News Release

Sensory Guidance Of Movement

Meeting Announcement

Novartis Foundation

In the past few years there has been an increasing recognition of the multiplicity of sensory and motor areas of the cerebral cortex. In the case of vision, for example, a large percentage of the primate cerebral cortex is devoted to processing of the visual image. One recent summary recognized thirty-one visual areas beyond the striate cortex. Some of these visual areas are closely involved in the control of movement, some are not. There has been an analogous increase in our recognition of the number of motor areas. Far less is known about the way in which sensory areas are functionally linked to motor areas. The goal of this symposium is to bring together scientists who are now making progress in understanding functional links between sensory and motor areas of the brain.

Based on current anatomical evidence, there are three major pathways which link sensory to motor areas of the cerebral cortex. One of these routes would be by way of cortico-cortical links, beginning in the primary sensory areas of the cortex, and connecting via a series of synaptic relays to motor or premotor areas. There are also two massive subcortical routes which can link sensory to motor areas of the brain. One of these involves the basal ganglia, the other the cerebellum.

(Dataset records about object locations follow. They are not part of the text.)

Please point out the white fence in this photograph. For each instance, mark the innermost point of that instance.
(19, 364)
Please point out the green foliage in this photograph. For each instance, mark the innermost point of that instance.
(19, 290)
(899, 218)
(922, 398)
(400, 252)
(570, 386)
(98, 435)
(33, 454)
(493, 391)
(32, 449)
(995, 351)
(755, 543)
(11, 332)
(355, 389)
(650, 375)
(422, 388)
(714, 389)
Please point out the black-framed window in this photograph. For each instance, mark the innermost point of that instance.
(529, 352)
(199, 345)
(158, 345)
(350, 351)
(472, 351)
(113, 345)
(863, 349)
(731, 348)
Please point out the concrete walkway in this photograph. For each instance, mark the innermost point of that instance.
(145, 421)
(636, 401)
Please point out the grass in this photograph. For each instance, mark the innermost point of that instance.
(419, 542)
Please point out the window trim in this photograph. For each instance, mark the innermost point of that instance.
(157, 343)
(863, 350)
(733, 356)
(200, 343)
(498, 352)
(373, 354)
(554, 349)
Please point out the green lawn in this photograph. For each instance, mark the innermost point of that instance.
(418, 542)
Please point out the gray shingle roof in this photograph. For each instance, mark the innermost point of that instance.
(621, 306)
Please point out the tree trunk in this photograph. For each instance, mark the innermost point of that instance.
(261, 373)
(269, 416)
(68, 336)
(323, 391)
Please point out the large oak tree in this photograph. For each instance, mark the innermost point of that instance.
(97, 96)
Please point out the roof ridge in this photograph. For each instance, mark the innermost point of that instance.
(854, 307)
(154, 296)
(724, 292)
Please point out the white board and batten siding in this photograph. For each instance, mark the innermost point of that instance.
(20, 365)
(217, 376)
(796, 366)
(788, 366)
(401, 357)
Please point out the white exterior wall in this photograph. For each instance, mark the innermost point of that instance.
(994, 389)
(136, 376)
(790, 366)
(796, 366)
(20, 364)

This symposium will focus on current research on the structure and functions of these three pathways and their role in the sensory guidance of movement. Motor psychophysicists have made progress in characterizing the nature of movements like reaching and grasping, and how they are modified by incoming sensory information. Anatomical studies have revealed important new information about the ways in which sensory information is relayed to the basal ganglia and cerebellum. There is now a volume of scanning evidence about the activity of brain areas in humans and recordings from individual neurons in animals during sensory guided movement. The symposium will summarize much of this recent knowledge and provide a forum for suggesting new avenues for further study.

The topics covered have important implications for understanding the role of these pathways in human disease. Parkinson's Disease patients, for example, can have some amelioration of their motor symptoms if a small lesion is placed in the globus pallidus. If destroying the output of a basal ganglia circuit can improve movement, there must be alternative pathways mediating that motor control, and the possible pathways will be discussed at the meeting.

The approach of this meeting is interdisciplinary, bringing together anatomists, neurophysiologists, psychophysicists, and clinical neurologists to discuss prominent problems.